A total of 19,192 Florida properties received a foreclosing filing in May, the second highest state total despite a 62 percent decrease from May 2010
A total of 14,614 Michigan properties received a foreclosure filing in May, the third highest state total, followed by Arizona, with 13,122 properties receiving a foreclosure filing during the month, and Nevada, with 11,039 properties receiving a foreclosure filing during the month.
Other states with foreclosure activity totals among the nation’s 10 highest in May were Illinois (10,574), Georgia (10,503), Texas (9,055), Ohio (8,379), and Wisconsin (4,660)."
I would argue that despite these numbers, the foreclosure crisis affects every market in every state in the nation, due to the direct correlation to falling home prices.
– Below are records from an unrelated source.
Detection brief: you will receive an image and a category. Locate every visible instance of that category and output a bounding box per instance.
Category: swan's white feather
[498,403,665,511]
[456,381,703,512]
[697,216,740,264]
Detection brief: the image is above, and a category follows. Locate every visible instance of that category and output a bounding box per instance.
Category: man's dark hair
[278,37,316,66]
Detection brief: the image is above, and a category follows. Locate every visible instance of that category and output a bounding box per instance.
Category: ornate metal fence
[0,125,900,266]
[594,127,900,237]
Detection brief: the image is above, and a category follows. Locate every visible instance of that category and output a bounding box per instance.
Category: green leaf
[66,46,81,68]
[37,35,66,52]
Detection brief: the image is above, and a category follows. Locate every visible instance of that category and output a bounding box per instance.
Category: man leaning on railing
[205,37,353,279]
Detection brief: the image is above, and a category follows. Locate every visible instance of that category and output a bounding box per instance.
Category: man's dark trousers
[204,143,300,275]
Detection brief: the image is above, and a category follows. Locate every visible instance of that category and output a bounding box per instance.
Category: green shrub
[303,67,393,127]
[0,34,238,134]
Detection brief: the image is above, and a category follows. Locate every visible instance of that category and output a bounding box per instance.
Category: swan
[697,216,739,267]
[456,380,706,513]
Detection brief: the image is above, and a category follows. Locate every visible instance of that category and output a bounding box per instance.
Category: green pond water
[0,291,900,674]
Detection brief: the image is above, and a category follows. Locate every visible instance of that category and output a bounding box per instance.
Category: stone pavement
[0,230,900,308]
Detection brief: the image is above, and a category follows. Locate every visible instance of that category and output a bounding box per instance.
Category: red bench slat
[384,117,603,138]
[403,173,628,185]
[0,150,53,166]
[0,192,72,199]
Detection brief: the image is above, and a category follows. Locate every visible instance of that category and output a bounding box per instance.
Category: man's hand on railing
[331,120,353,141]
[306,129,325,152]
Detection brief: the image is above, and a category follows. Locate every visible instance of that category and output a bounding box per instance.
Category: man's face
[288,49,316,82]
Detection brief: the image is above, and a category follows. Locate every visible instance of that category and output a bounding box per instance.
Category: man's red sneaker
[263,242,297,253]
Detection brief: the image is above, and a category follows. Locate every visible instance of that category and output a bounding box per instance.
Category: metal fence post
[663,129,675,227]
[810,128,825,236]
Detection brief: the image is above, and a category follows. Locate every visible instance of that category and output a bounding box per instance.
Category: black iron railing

First, foreclosures affect consumer confidence, and I've said over and over, all real estate is local, but consumer confidence is national; just hearing the national numbers makes local buyers skittish.
Second, the states with the most trouble are the states with the highest volume of sales, and that directly affects the big banks, which directs lending, which directs regulatory reform, which in turn affects all of us.
"What we’re talking about are really markets that drive a lot of the real estate market, a lot of the economy," notes RealtyTrac's Rick Sharga. "And these are states that have had really severe foreclosures. But beyond that, 72 percent of the top 200 markets saw an increase in year over year foreclosures activity in the last year."
Even if the volumes in your neighborhood don't match the streets lined with foreclosures in Phoenix, rising foreclosure volumes will put downward pressure on your home price. Cities like Atlanta, Chicago, Minneapolis have seen big percentage jumps in foreclosures and bank repossessions. While the actual volume numbers in those cities may not be as bad as, say, Port St. Lucie, FL, they represent a big change in the way those local markets work and you can extrapolate that anywhere.